The way the state treats its prisoners is simply criminal
The Times Editorial: The Constitutional Court will today hear the case of Dudley Lee, who contracted TB while serving time at Pollsmoor prison in Cape Town from 1999. His application for compensation from the state for failing in its constitutional obligation to safeguard his health while he was in prison will be heard by the highest court in the land.
The hearing will put the spotlight on the conditions that prisoners are forced to endure while in the custody of the state.
When Lee entered prison that November, after being charged with fraud, counterfeiting and money laundering, he spent his first night in a crammed cell.
The cell, which under normal circumstances accommodates only 23 prisoners, was overflowing with between 40 and 60 men. Lee says his nightmare had started in earnest, and by 2003 he had contracted TB.
In his determination to prove that the conditions at Pollsmoor led to him contracting TB, Lee approached the courts.
Though the high court ruled in his favour, the Appeals Court said he could not prove that the prison was the source of his TB.

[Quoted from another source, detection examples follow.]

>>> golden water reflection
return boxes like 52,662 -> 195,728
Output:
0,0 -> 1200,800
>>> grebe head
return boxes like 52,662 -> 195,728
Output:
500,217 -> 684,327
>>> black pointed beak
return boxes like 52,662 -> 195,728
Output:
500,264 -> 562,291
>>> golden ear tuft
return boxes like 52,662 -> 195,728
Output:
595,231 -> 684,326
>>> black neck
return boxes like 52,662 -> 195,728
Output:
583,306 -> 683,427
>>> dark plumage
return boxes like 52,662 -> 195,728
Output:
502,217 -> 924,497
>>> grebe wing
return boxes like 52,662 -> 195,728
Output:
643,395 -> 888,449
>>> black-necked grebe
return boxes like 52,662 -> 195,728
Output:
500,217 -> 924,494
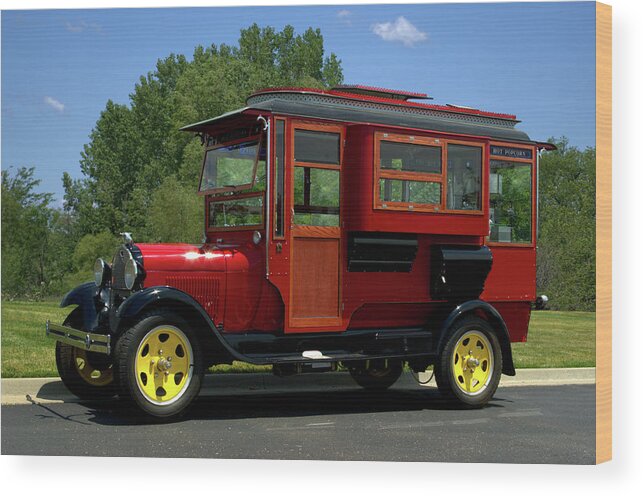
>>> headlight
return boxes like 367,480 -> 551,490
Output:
125,258 -> 138,290
94,258 -> 112,287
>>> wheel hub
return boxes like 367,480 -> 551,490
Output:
134,325 -> 194,405
451,331 -> 493,395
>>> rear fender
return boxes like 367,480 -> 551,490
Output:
437,300 -> 516,375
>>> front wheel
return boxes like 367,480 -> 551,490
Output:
116,311 -> 204,418
434,317 -> 502,408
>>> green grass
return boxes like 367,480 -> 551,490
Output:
2,301 -> 69,378
511,311 -> 596,368
2,301 -> 596,378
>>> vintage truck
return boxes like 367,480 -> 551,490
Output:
47,86 -> 552,417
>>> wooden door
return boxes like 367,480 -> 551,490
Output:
289,123 -> 343,328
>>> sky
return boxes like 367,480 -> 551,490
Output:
1,2 -> 595,206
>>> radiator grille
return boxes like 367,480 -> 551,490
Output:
112,247 -> 131,289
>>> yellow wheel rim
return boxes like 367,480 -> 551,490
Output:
134,325 -> 194,405
72,348 -> 114,387
451,331 -> 493,395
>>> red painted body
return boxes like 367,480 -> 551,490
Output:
138,90 -> 537,341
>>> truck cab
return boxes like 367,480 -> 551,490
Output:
47,86 -> 552,417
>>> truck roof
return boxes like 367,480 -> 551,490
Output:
181,86 -> 536,144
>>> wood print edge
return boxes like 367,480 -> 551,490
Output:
596,2 -> 612,463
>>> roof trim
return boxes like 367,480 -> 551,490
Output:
181,95 -> 534,144
179,107 -> 252,132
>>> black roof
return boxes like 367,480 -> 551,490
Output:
182,93 -> 536,144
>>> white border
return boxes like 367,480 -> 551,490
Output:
0,0 -> 643,496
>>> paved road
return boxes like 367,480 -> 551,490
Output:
2,385 -> 595,464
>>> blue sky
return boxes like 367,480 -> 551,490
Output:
2,2 -> 595,204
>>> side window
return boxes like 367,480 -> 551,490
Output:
293,129 -> 340,226
275,120 -> 286,238
375,133 -> 482,213
447,144 -> 482,210
489,160 -> 532,243
376,135 -> 442,209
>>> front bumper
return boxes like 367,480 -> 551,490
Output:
46,321 -> 112,355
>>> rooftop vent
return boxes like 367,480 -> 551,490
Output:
331,84 -> 433,101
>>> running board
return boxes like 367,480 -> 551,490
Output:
239,350 -> 431,365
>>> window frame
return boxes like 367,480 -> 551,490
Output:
197,133 -> 267,196
205,191 -> 266,233
268,118 -> 288,240
289,121 -> 345,234
373,131 -> 487,216
485,141 -> 538,248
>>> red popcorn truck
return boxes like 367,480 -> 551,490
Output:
47,86 -> 553,417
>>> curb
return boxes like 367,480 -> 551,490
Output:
1,367 -> 596,405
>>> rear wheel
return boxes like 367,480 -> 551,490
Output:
116,311 -> 204,418
434,317 -> 502,408
349,359 -> 404,391
56,310 -> 116,400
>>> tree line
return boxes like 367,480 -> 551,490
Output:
1,24 -> 595,310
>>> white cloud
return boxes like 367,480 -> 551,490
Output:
337,9 -> 353,26
65,21 -> 103,33
45,96 -> 65,112
371,16 -> 428,46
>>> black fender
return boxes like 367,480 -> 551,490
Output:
110,286 -> 249,362
60,282 -> 98,331
436,300 -> 516,375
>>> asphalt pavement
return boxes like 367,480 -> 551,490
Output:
1,372 -> 595,464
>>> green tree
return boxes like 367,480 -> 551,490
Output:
537,138 -> 596,310
2,167 -> 52,297
63,24 -> 343,239
146,176 -> 204,243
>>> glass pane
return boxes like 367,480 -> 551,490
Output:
294,167 -> 339,226
209,196 -> 263,228
447,145 -> 482,210
275,121 -> 285,236
295,129 -> 339,164
380,141 -> 442,174
380,179 -> 442,205
489,160 -> 532,243
199,141 -> 265,191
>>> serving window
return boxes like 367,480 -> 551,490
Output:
374,133 -> 482,213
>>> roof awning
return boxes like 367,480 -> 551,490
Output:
179,107 -> 250,132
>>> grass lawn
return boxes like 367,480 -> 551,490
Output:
511,311 -> 596,368
2,301 -> 596,378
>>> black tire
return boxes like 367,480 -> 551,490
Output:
434,317 -> 502,408
114,310 -> 204,419
56,308 -> 116,400
348,359 -> 404,391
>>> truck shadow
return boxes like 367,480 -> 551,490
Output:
78,389 -> 510,425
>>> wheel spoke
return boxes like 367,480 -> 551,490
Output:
135,326 -> 192,403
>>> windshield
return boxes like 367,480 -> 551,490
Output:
199,139 -> 266,193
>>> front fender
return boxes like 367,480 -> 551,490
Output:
110,286 -> 249,361
60,282 -> 98,331
437,300 -> 516,375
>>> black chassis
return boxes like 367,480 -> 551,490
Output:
48,282 -> 516,375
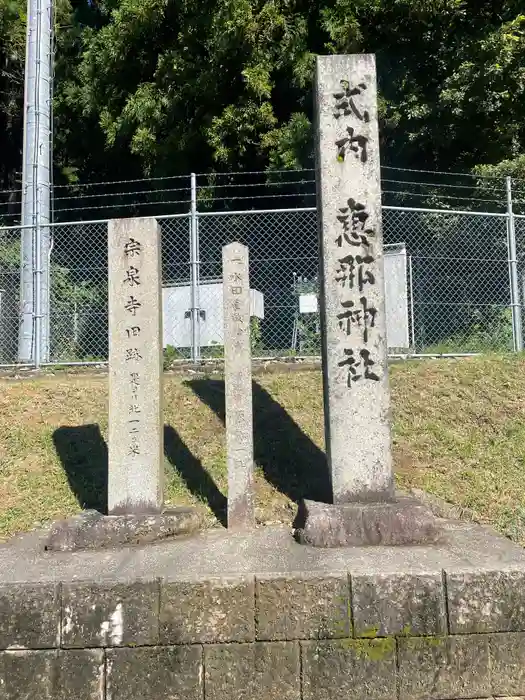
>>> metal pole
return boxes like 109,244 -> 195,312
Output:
505,176 -> 523,352
18,0 -> 52,367
190,173 -> 201,362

The conditions in our prisons are indisputably shocking. Those who have had the displeasure of spending time in them tell horrific stories.
They say overcrowding, drugs , sexual abuse and systematic violation of human rights by prison gangs - in cahoots with warders - is the order of the day.
They say that those who walk out of prison healthy are the lucky ones - thousands just suffer in silence.
The treatment we mete out to our prisoners overshadows our human rights record.
Countless reports on prison conditions have been submitted to the government but it seems nothing of substance has been done.
Our prisons should not be places where people go to die.
Our constitution protects all, including those who have been on the wrong side of the law.